‘I know.’ Glade hugged her knees as if she were cold. ‘You don’t think I’m mad, then?’ She didn’t give Charlie time to answer; she was still too afraid of what he might say. ‘Tom would, if he saw it.’
‘Tom.’ Charlie turned his attention back to the notebook.
While Charlie was reading, Glade leaned on the window-sill. She realised she would never be able to tell him what had happened in the car on Chestnut Street. It was the way he’d just said Tom — his voice impatient, almost contemptuous. Sometimes people needed protecting from what you knew.
When Charlie came to the end, he closed the notebook and stood up. She was expecting him to offer an opinion. Instead, he reached for his wallet. ‘We ought to go to the shops,’ he said, ‘otherwise they’ll be shut. Don’t forget,’ and he smiled, ‘this is Penge.’
Outside, it was still light, though the colour of the shadows had diluted, the black of midday fading to a kind of indigo. Most houses had their windows open. It would be a warm night. They passed a girl in a pink T-shirt who was swinging backwards and forwards on her garden gate.
‘Are you ravers?’ she said as they walked by.
‘That’s right.’ Charlie grinned. ‘What about you?’
The girl slid down off the gate and hid behind a hedge.
When they returned to the squat, it was empty. They sat in the half-derelict, high-ceilinged kitchen and drank beer while the sausages they’d bought spat and sizzled under the grill.
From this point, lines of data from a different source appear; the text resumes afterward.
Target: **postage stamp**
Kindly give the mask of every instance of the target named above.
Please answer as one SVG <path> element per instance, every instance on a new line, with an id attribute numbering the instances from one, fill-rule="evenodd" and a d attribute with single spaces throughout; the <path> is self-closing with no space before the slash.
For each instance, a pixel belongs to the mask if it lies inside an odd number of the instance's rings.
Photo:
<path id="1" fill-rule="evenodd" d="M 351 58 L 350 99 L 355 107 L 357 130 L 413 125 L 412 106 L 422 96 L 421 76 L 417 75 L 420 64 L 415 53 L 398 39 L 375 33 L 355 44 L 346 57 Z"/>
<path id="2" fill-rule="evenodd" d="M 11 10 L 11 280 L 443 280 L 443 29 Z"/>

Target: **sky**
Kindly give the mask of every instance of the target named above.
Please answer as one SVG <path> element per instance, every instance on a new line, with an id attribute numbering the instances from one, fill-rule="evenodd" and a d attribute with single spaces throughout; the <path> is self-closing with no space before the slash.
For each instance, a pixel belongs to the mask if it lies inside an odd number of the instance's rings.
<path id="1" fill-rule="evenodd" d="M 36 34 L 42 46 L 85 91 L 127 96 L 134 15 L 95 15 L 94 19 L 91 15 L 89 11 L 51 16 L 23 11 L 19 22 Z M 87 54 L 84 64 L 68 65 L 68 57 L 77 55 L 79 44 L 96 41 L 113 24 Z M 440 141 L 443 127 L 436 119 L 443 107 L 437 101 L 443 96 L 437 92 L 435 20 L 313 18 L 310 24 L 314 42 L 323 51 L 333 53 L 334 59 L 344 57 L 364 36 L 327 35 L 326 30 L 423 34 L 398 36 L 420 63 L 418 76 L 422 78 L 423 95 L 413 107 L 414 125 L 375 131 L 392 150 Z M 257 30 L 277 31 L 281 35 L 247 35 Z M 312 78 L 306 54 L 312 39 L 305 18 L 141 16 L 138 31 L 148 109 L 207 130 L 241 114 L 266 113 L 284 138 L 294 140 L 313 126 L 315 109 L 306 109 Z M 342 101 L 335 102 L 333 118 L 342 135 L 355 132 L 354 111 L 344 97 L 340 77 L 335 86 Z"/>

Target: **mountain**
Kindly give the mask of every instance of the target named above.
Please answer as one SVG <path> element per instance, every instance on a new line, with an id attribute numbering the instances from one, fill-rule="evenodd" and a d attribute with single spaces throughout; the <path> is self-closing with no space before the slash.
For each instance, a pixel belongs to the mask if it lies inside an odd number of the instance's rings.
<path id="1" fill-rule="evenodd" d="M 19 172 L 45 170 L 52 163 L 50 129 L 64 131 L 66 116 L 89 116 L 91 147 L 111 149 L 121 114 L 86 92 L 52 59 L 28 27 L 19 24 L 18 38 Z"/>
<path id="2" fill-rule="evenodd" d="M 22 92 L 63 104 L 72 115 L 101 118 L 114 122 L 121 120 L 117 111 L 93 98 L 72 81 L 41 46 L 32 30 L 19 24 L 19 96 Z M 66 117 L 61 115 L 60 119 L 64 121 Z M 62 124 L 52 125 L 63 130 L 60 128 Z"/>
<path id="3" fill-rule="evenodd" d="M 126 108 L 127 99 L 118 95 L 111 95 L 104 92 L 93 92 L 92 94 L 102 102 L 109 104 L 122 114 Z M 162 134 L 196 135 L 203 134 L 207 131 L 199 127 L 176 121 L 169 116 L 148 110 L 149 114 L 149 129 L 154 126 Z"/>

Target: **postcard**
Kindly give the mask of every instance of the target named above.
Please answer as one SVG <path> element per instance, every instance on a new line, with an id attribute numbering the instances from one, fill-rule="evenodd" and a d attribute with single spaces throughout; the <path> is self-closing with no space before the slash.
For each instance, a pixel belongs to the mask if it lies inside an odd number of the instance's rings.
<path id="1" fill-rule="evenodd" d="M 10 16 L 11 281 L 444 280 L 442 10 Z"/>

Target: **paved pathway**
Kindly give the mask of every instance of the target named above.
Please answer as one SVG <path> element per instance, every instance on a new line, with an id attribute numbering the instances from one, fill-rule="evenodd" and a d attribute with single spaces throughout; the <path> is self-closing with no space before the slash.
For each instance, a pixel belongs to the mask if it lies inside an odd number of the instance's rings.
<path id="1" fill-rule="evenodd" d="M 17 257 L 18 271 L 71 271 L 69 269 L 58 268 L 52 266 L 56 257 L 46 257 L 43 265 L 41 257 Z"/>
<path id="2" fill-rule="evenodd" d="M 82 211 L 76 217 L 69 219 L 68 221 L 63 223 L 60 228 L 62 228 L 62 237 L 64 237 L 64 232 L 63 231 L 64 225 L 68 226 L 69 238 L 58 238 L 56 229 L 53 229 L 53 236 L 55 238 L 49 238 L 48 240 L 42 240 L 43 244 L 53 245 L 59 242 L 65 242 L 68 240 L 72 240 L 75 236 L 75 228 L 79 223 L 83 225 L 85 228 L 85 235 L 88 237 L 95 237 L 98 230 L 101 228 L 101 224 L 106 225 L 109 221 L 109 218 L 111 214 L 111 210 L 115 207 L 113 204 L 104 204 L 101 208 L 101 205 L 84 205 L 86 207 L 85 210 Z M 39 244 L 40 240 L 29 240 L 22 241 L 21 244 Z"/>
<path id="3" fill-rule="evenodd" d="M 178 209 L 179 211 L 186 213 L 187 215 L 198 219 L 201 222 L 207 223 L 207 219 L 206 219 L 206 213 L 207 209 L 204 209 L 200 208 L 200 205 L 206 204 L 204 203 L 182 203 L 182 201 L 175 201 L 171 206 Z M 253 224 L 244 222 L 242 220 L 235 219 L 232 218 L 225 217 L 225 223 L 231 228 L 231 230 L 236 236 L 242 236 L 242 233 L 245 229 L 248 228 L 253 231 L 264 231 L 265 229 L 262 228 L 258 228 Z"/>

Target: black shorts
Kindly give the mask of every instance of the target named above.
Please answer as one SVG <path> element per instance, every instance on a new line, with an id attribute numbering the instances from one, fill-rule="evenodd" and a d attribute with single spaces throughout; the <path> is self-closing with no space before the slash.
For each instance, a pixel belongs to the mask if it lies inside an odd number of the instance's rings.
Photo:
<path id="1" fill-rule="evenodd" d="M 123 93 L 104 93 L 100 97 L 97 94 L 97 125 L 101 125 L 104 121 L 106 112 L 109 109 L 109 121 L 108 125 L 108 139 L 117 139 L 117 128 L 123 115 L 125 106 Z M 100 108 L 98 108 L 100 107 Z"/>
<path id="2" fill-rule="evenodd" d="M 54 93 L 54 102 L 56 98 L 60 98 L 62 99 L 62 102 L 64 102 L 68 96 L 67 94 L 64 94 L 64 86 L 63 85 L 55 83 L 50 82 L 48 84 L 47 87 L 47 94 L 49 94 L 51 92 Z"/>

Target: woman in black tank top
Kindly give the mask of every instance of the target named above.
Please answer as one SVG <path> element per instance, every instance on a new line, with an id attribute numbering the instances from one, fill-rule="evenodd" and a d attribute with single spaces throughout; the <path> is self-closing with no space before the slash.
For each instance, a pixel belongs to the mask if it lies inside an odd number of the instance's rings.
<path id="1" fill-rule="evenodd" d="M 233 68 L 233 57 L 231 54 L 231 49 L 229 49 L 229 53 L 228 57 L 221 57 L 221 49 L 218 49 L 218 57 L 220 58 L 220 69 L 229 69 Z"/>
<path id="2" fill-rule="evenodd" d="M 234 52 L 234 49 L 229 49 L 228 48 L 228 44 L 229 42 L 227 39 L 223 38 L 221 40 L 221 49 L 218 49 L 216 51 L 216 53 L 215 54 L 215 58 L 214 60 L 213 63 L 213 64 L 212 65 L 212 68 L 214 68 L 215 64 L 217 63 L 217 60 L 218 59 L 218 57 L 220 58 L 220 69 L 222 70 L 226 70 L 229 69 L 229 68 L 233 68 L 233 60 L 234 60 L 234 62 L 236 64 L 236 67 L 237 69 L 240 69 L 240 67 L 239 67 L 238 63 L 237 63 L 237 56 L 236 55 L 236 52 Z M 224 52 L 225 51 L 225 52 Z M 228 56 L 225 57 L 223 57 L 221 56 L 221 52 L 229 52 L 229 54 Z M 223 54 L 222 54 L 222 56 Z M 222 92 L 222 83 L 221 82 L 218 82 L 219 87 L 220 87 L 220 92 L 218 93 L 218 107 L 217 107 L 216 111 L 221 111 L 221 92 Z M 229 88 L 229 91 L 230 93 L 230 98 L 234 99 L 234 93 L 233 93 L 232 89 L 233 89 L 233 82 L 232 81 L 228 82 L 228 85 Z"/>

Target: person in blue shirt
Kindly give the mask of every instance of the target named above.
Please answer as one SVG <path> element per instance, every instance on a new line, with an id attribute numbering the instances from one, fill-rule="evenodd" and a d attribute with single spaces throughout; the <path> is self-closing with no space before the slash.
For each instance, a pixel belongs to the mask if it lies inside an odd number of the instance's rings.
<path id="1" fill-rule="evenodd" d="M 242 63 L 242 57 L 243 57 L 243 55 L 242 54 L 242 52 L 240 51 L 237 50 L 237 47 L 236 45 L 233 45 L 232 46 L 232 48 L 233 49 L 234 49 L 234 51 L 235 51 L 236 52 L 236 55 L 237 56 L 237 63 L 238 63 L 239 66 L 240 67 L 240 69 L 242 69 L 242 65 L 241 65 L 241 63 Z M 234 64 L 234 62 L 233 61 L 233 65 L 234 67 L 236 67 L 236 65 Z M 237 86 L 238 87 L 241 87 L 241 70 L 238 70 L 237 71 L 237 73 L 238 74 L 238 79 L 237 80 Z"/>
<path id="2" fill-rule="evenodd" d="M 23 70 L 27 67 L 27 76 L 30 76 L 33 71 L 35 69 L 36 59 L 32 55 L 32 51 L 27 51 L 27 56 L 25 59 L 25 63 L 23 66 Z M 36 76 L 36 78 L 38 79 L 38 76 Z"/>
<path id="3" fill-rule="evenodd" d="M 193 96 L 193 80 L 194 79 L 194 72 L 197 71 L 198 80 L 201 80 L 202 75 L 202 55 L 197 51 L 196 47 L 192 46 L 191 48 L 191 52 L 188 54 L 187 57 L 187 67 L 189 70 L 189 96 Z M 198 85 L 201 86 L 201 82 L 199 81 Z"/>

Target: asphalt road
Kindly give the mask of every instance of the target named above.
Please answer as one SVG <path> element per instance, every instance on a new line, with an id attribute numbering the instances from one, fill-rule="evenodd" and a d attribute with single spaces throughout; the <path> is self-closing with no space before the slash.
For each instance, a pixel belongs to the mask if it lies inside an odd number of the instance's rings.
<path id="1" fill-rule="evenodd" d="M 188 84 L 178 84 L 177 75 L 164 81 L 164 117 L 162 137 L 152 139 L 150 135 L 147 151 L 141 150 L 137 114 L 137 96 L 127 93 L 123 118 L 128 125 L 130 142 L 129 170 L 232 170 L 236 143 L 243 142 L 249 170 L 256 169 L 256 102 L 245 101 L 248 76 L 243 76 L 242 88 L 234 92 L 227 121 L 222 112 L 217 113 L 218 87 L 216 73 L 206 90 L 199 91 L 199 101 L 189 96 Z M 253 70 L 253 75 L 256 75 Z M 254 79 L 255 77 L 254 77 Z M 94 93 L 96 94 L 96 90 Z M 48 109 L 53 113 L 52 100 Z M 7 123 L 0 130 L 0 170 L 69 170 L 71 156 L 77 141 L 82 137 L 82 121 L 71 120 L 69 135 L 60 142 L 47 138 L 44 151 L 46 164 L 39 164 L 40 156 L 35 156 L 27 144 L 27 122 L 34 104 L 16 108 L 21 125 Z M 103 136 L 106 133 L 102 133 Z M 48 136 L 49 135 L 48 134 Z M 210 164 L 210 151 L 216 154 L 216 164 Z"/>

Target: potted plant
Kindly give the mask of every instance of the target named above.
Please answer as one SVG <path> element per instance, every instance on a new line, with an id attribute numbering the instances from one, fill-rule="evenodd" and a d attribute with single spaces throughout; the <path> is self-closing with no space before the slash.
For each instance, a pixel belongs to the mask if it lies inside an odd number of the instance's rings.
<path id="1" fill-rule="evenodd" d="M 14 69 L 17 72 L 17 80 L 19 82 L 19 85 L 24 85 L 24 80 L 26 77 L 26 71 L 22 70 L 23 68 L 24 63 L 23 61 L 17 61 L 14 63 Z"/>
Someone had painted a large cow on the wall, and then drawn a big red line through it.
‘Paul’s given up dairy products,’ Charlie said.
He served the sausages on white china plates with mashed potato and red cabbage out of a jar. They ate in the garden, by candle-light. After Charlie had finished, he opened his tin of Old Holborn and began to roll a cigarette. Glade lay back on the grass. The sky looked close enough to touch, but she knew that if she reached up with her hand, there would be nothing there.
‘You know that notebook of mine you read?’ she said.
Charlie looked up.
‘Well,’ she said, ‘there’s more.’
In her bedroom she had a cardboard box marked ORANGE (MAY). Every time she left her flat, she took a small bag with her. If she saw something orange — a sweet-wrapper, a piece of plastic — she would pick it up and put it in the bag. When she got home, she would transfer what she had found into the box. It was an ongoing process. May would soon be over. In a few days’ time she would be starting on her ORANGE (JUNE) collection.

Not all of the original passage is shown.